Regular Expressions Syntax

Applies to TestComplete 14.40, last modified on April 22, 2021

Regular expressions are coded strings that define an infinite number of possible matches. You can use regular expressions to specify:

Furthermore, you can use regular expressions in scripts: scripting engines of JavaScript, JScript, Python, VBScript, C#Script and C++Script have native support for regular expressions, the support for DelphiScript is provided by HISUtils plugin (see Using Regular Expressions in Scripts).

Note: In this topic certain text fragments are marked with color. The following convention is used:

Regular expression pattern is highlighted with purple color.

Literal text to which the regular expression is applied is highlighted with olive color.

Literal text that matches the regular expression is highlighted with teal color.

Regular Expression Tokens

The syntax of regular expression patterns that can be used in TestComplete may slightly differ, since the regular expression engines used in TestComplete are different. In the aqString.StrMatches, Find and some other methods, TestComplete uses its own non-native regular expressions. Native regular expressions use regular expression objects built into scripting language engines. For a list of tokens that are handled by various TestComplete features, follow the links below:

Tokens Used in Non-Native Regular Expressions (in Property Checkpoints, Dynamic Identifier Patterns, StrMatches and Find methods)

Tokens Used in Custom String Data Generator

Tokens Used in Native Regular Expressions (in Other Objects, Routines and Dialogs)

When specifying native regular expressions, you can divide an expression into sub-expressions and use special modifier keys. See the respective sections for detailed information:

Tokens Used in Non-Native Regular Expressions

The following table lists regular expression tokens that are recognized by the Property Checkpoint keyword test operation, the aqObject.CheckProperty, aqObject.CompareProperty, aqString.StrMatches and BuiltIn.StrMatches scripting methods and patterns for detecting dynamic identifiers of web objects.

Token Description
^ Matches the beginning of a line. For instance, the ^a search pattern lets you find all lines that start with a.
$ Matches the end of a line. For instance, the a$ search pattern lets you find all lines that end with a.
. Matches any single character. For example, a.c matches abc, adc, aec but not aaac or abbc.
* Indicates that the preceding character or group matches 0 or more times. For instance, the abc*d pattern matches abd, abcd, abccd, but not a or abcx. The .* pattern matches a string of any length (including the empty string) that does not contain the newline symbol.
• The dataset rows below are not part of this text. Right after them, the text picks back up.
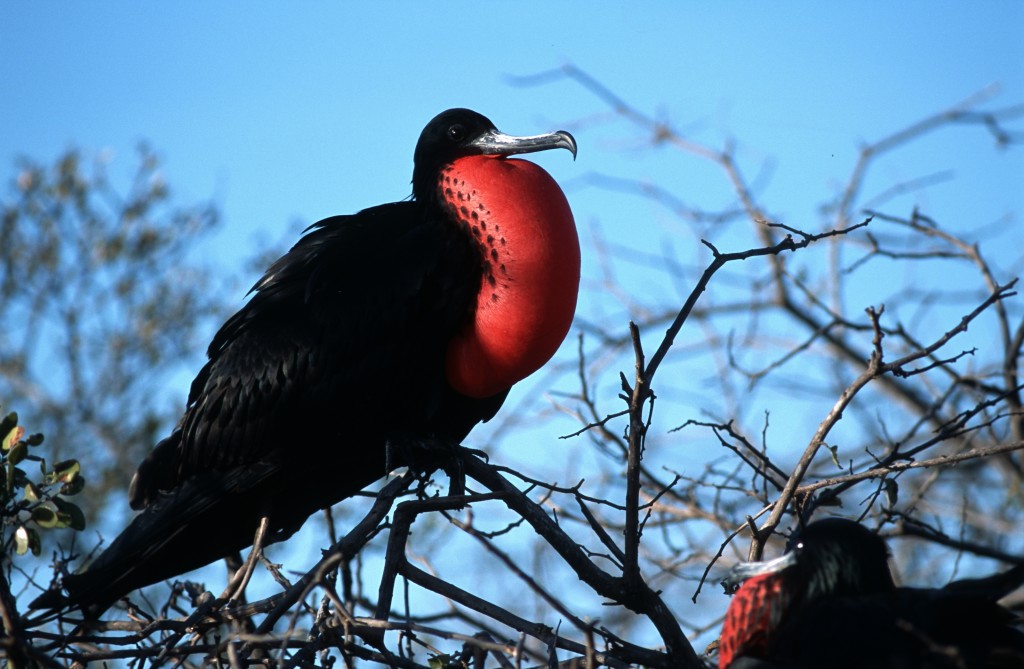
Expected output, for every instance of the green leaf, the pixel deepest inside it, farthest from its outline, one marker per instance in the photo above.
(32, 493)
(22, 540)
(18, 451)
(13, 437)
(8, 423)
(70, 514)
Note that this token is greedy, that is, it matches the longest possible string. For example, when searching on the string abbbb, ab* matches abbbb rather than ab.

+ Indicates that the preceding character or group matches 1 or more times. For instance, the ab+d pattern matches abbd or abbbd, but does not match abcd or abbcd.

Note that this token is greedy, that is, it matches the longest possible string. For example, when searching on the string abbbb, ab+ matches abbbb rather than ab or abb.

? Indicates that the preceding character or group is optional, that is, it should either match once or not to match at all. For example, abc?d will find abd and abcd, but not abccd.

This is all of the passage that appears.